In other words, while Prepack is magical, it isn't magic — it won't rewrite your app to make slow code run faster, it will only do initialisation work ahead of time.

What is Svelte doing differently?

Svelte isn't running your code, it's understanding it. That's how it's able to write code that starts fast and stays fast.

But Svelte is focused on doing one job — being a UI framework — whereas Prepack is a far more general purpose tool. The two projects occupy very different spaces, but are both part of a growing trend that's about moving work out of the browser and into servers and build processes. There's a huge amount of exploration still to do in this area, and for my money it's one of the more exciting topics in the JavaScript community at the moment.

olstenlarck commented May 11, 2017

Both are fantastic, by idea! Svelte is terrific, but when I tried it I just realized that it is, indeed, amazing, but also it generates a very large duplicated bytes. I'm talking about that it creates a factory for each component - that's totally okey, but when you have multiple components and you look over the code you see that these all components have almost exactly the same factory with just different name. So, there's more places for optimization, imo. :)

For proof of what i'm saying is that sample example - charpeni/svelte-example: notice that part of the generated "main" bundle

CatList.prototype._set = function _set(newState) {
  var oldState = this._state
  this._state = Object.assign({}, oldState, newState)

  dispatchObservers(this, this._observers.pre, newState, oldState)
  if (this._fragment) this._fragment.update(newState, this._state)
  dispatchObservers(this, this._observers.post, newState, oldState)

  this._flush()
}

CatList.prototype.teardown = CatList.prototype.destroy = function destroy(
  detach
) {
  this.fire('teardown')

  this._fragment.teardown(detach !== false)
  this._fragment = null

  this._state = {}
  this._torndown = true
}

Cat.prototype._set = function _set(newState) {
  var oldState = this._state
  this._state = Object.assign({}, oldState, newState)

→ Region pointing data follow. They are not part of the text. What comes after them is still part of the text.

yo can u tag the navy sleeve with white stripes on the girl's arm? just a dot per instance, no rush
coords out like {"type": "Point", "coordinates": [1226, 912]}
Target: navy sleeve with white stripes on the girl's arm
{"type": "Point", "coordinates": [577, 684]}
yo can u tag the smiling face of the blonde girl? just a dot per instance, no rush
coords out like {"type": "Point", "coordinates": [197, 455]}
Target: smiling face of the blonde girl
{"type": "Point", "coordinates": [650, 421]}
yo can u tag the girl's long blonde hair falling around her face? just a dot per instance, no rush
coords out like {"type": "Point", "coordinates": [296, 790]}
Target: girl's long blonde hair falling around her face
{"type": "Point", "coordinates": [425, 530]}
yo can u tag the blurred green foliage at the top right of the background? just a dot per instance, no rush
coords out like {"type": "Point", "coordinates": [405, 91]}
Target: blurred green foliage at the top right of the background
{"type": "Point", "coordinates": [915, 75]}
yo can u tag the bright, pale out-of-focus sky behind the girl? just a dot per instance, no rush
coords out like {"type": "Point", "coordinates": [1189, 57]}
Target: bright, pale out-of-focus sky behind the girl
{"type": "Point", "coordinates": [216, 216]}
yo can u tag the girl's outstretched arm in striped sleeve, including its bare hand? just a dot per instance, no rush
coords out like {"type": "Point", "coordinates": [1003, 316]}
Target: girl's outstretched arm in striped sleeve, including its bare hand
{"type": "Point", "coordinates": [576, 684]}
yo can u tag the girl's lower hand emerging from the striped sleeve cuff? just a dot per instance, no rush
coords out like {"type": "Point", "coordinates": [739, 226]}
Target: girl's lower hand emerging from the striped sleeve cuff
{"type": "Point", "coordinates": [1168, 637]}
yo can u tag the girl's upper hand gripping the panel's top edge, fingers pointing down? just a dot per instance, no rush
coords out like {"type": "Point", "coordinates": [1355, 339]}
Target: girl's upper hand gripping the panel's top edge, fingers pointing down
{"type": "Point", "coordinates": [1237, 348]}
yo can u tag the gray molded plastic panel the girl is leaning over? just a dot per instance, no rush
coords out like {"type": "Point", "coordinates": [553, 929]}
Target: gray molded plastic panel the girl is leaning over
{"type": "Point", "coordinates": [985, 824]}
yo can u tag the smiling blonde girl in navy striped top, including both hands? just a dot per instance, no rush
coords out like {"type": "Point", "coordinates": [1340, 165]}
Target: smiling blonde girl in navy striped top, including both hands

  dispatchObservers(this, this._observers.pre, newState, oldState)
  if (this._fragment) this._fragment.update(newState, this._state)
  dispatchObservers(this, this._observers.post, newState, oldState)
}

Cat.prototype.teardown = Cat.prototype.destroy = function destroy(detach) {
  this.fire('teardown')

  this._fragment.teardown(detach !== false)
  this._fragment = null

  this._state = {}
  this._torndown = true
}

The only difference is the names (mainly) of the components and that this._flush() call in the set in some cases. In teardown / destroy there's no diff. So probably more better would be to have a factory for the factory of components. The constructors are also the same and all that is just for one simple demo application, generated large duplicated code.

So in short: I love Svelte, it's looks awesome, but not feels that good. Specifically for me, when i see such things, I can't consider using it. :)

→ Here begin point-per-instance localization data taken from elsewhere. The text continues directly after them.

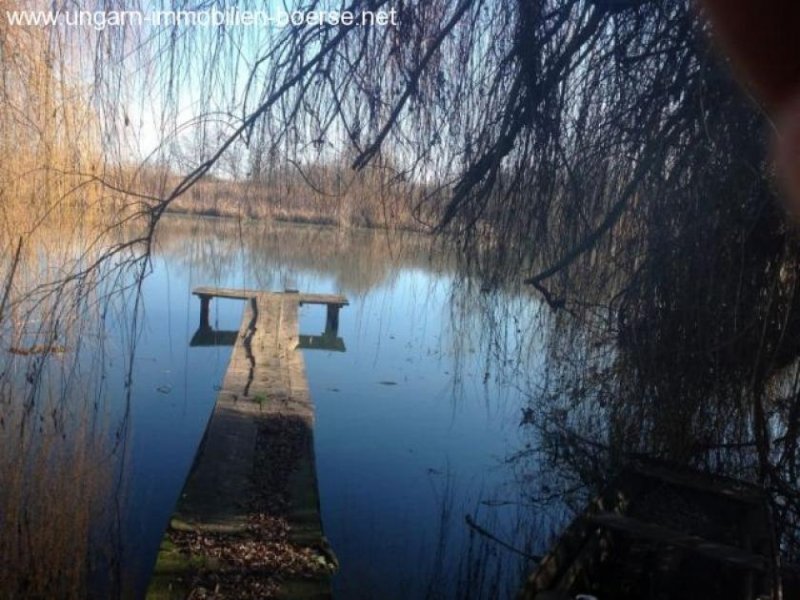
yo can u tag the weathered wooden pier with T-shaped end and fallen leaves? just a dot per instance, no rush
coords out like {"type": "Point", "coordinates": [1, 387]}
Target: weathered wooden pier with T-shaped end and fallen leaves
{"type": "Point", "coordinates": [256, 461]}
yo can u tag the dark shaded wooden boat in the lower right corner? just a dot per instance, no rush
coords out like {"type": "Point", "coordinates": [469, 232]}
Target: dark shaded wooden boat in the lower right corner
{"type": "Point", "coordinates": [662, 532]}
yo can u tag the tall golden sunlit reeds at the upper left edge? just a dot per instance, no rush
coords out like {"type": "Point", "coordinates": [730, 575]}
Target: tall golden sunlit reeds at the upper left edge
{"type": "Point", "coordinates": [53, 176]}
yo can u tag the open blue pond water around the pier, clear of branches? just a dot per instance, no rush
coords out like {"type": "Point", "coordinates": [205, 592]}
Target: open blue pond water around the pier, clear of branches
{"type": "Point", "coordinates": [414, 421]}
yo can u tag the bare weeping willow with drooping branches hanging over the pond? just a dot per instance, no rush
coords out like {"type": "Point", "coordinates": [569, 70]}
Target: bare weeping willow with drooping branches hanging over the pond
{"type": "Point", "coordinates": [598, 151]}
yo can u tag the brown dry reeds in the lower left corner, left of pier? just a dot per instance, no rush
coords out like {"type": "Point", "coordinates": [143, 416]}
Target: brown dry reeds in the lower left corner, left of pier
{"type": "Point", "coordinates": [56, 478]}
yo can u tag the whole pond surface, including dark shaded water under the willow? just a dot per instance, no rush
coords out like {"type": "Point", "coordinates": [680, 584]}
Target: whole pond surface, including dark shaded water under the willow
{"type": "Point", "coordinates": [458, 430]}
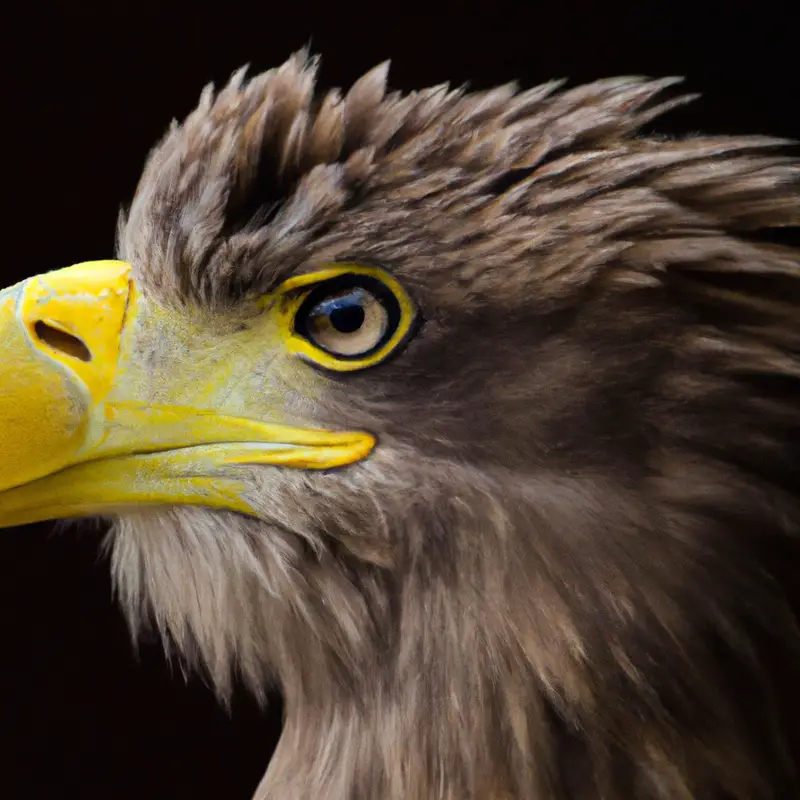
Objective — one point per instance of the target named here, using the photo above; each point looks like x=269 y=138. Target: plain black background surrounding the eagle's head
x=87 y=89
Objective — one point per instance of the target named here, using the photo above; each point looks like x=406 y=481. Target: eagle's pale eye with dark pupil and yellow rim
x=347 y=317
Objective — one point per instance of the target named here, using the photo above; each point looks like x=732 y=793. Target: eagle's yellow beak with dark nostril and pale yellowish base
x=107 y=401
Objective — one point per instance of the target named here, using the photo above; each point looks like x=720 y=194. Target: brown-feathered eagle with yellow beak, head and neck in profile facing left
x=466 y=419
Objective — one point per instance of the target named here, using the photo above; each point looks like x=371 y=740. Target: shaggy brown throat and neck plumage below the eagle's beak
x=523 y=628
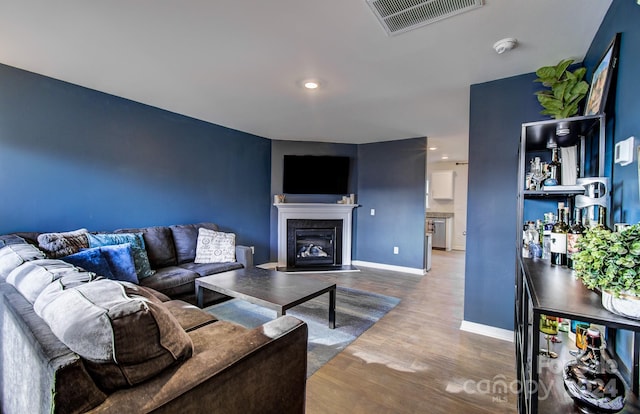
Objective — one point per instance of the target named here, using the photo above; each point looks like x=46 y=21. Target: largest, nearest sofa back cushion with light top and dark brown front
x=124 y=334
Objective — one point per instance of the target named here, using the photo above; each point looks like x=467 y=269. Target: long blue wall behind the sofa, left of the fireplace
x=73 y=157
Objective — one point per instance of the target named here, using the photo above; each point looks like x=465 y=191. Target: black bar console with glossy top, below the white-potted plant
x=555 y=291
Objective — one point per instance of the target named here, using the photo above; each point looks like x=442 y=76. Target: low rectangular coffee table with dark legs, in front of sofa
x=269 y=288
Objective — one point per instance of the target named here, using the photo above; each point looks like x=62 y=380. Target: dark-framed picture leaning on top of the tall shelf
x=601 y=80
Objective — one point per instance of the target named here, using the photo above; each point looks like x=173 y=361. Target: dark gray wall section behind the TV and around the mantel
x=281 y=148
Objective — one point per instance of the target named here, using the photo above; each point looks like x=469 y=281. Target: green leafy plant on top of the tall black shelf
x=567 y=89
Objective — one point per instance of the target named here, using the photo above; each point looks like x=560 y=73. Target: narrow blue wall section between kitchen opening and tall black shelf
x=497 y=111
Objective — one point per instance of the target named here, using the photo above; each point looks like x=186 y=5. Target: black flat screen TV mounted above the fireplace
x=315 y=174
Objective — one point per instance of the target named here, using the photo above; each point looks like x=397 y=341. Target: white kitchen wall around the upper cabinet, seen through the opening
x=457 y=206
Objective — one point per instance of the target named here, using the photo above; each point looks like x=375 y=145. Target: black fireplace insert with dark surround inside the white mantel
x=314 y=243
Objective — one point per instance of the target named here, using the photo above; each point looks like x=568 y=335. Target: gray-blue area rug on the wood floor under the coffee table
x=356 y=311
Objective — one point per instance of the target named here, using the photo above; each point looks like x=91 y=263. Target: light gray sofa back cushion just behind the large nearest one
x=30 y=278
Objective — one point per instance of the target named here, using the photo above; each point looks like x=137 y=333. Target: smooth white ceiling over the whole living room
x=239 y=63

kazzkiq commented May 12, 2017

@tunnckoCore Indeed, it would be great if Svelte had an option to share the same factory/common code with its components.

Something like shareCommons: true, etc.

@kazzkiq It would be nice, although the extra download size can be easily be mitigated by serving gzipped versions of your scripts. The 1.14kB of text in the example @tunnckoCore provided goes down to just 311B when gzipped, without any minification. The savings on a larger app would be even greater.